Having met and trained with the SEA Games silver medallist earlier in the week, Mori revealed his utmost respect for the Stung Treng native, who won the event two years ago.
“I knew from the times that he [Hem Bunting] ran this year, that he would probably be the strongest runner in this year’s field. So my tactic was to hold up with him as long as I could,” Mori told the Post after the 21-kilometre race yesterday around the historic temple complex.
“Unfortunately after kilometre seven, Hem [Bunting]’s hip started to hurt and he couldn’t keep up with me anymore. From this point, I led the field until the finish line.”
Miro competed in his first Angkor Wat International half Marathon in 2005 where he finished 16th, awaking in him a strong passion for running he has held ever since. After some fun runs and half marathons in his hometown of Melbourne, Miro returned to Siem Reap for his biggest success so far, finishing the course in 1 hour 14 minutes and 15 seconds.
Three minutes later, Germany’s Tolger Arnold crossed the finish line, with Cambodian Ma Viro, who won a road race in Pursat and a half marathon in Sihanoukville this year, coming home in third a further three minutes back.
According to the National Olympic Committee of Cambodia (NOCC) Secretary-General Vath Chamroeun, the 17th edition of the event featured over 6,300 participants hailing from over 67 countries including 2,150 runners from the Kingdom.
In a number of disabled races held on the day, local runners took the majority of podium places.
The 10km Artificial Arms men’s race was won by Sun Sam and Narng Sreyroth in the women’s category.
Srey Vouchngea clinched the women’s 10km Artificial Leg title, while Nhork Kimbor took top honours in the men’s event. In a widely expected result, 22-year-old racer Van Vun came in first in the half marathon for wheelchair athletes.
The second main event of the day, the 21km women’s race, saw defending champion Jenny Lundgren from Sweden beat all others once again with a near identical time to last year of 1:25:44.
Indonesia’s Unik Setyorin crossed the line in second just under five minutes behind, with Nadia Stawyskyj of Australia taking the bronze moments later.
Japanese NGO Hearts of Gold, who launched the annual competition in 1996 as a way to support survivors of landmines in Cambodia, organised the races in cooperation with the NOCC and the Khmer Amateur Athletics Federation.

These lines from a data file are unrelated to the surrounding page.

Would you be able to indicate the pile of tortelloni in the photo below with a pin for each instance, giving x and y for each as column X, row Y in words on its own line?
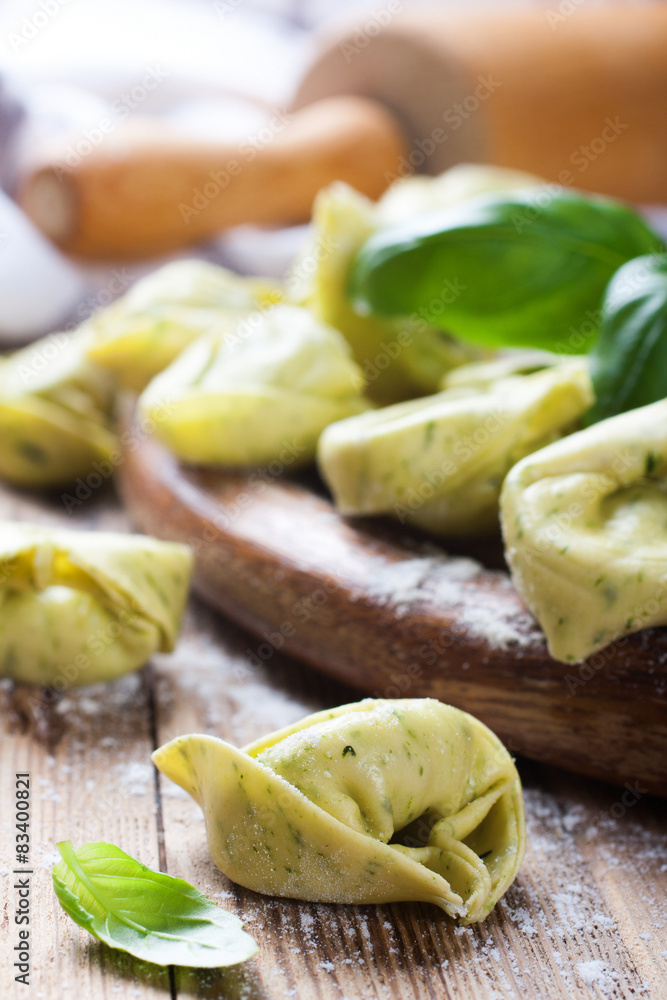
column 80, row 607
column 403, row 420
column 373, row 802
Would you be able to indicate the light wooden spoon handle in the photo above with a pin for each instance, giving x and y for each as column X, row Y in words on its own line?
column 145, row 190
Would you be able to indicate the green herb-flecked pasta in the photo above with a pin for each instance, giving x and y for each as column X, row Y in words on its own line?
column 80, row 607
column 55, row 408
column 258, row 393
column 372, row 802
column 439, row 462
column 585, row 528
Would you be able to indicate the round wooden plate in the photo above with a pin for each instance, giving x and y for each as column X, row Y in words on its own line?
column 397, row 616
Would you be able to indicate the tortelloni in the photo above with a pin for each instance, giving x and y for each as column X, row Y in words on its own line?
column 585, row 527
column 82, row 607
column 258, row 395
column 137, row 336
column 372, row 802
column 439, row 462
column 54, row 413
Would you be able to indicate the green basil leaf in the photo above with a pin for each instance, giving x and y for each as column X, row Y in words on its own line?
column 629, row 361
column 151, row 915
column 525, row 268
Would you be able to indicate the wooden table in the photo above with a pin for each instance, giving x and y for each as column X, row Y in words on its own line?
column 587, row 916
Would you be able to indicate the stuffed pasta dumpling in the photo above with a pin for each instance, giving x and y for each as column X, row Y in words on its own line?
column 250, row 397
column 585, row 528
column 140, row 334
column 81, row 607
column 55, row 408
column 439, row 462
column 372, row 802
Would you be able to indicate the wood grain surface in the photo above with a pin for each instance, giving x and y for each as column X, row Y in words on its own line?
column 586, row 917
column 388, row 612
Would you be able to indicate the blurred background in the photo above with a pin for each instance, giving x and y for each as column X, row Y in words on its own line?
column 215, row 70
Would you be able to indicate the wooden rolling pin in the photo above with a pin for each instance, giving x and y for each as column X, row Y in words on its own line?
column 580, row 99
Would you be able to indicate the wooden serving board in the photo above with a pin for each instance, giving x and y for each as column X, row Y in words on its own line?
column 394, row 615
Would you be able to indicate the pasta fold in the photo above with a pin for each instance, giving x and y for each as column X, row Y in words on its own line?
column 81, row 607
column 372, row 802
column 55, row 410
column 439, row 462
column 252, row 396
column 585, row 529
column 141, row 333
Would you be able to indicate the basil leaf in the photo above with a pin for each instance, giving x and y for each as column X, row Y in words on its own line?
column 151, row 915
column 629, row 362
column 518, row 269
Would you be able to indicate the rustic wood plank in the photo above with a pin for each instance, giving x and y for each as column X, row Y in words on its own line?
column 564, row 923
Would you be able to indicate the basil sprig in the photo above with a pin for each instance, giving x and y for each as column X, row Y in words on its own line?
column 526, row 268
column 151, row 915
column 629, row 361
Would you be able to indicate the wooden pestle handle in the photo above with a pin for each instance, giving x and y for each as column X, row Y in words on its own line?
column 146, row 190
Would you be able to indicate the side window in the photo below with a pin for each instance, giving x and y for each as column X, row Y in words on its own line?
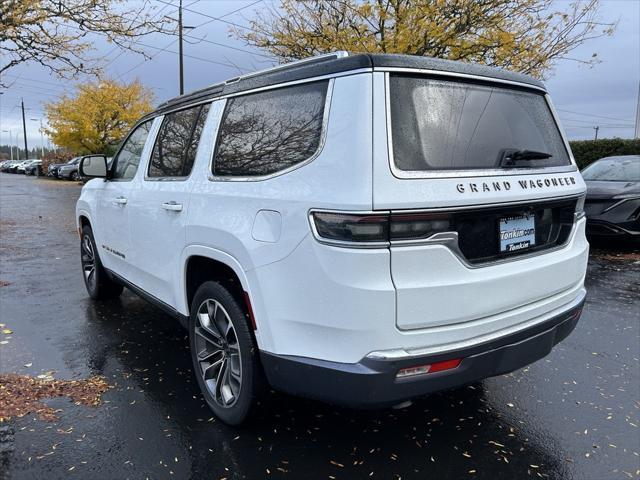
column 177, row 143
column 263, row 133
column 128, row 158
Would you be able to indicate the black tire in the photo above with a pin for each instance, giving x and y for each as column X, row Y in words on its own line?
column 230, row 399
column 96, row 280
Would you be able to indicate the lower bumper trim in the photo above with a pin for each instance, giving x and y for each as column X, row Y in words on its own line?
column 373, row 382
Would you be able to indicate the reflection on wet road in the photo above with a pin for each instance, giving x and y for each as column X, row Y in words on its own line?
column 574, row 414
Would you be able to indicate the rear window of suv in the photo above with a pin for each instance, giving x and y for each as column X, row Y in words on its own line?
column 450, row 125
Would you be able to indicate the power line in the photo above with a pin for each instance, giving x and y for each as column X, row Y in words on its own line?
column 219, row 19
column 594, row 115
column 212, row 19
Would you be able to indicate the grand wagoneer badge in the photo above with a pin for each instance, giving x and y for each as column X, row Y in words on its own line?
column 531, row 184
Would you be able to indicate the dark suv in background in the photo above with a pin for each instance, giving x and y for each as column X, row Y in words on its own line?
column 612, row 205
column 54, row 168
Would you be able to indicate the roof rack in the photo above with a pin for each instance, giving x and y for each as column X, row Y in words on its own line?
column 286, row 66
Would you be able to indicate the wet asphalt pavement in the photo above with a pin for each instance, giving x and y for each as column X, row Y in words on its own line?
column 572, row 415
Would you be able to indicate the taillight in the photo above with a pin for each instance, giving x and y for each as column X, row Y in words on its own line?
column 351, row 228
column 375, row 229
column 418, row 226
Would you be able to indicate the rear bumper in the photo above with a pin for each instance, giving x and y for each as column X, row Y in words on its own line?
column 372, row 381
column 601, row 228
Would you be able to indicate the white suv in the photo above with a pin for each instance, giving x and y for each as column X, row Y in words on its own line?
column 360, row 229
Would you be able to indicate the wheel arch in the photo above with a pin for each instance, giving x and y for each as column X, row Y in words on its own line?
column 83, row 218
column 204, row 263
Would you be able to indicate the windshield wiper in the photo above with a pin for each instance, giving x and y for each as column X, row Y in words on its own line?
column 509, row 157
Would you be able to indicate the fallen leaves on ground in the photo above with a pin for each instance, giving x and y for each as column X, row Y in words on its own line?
column 22, row 394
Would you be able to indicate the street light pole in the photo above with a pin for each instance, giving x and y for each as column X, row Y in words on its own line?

NOCC President and Tourism Minister Thong Khon was guest of honor and presided over both the opening and closing ceremonies yesterday as well as hosting a gala dinner on Saturday for representatives of the local government and NGOs.
“Cambodia – the Kingdom of Wonder – has reached international attention through Angkor Wat and its annual half marathon. We became a country that can hold and host international sport events and tourist from all over the world,” Thong Khon said during his address.
Vath Chamrouen, meanwhile, told the Post that they hoped the Angkor Wat International Half Marathon would grow over the years.
“I expect in three to five years numbers of participation that will exceed 10,000 and can compete with similar events in Europe. We are happy about the great annual organisation of this event through Hearts of Gold. Thank them and our sponsors for years of successful charity in Cambodia,” said the Secretary.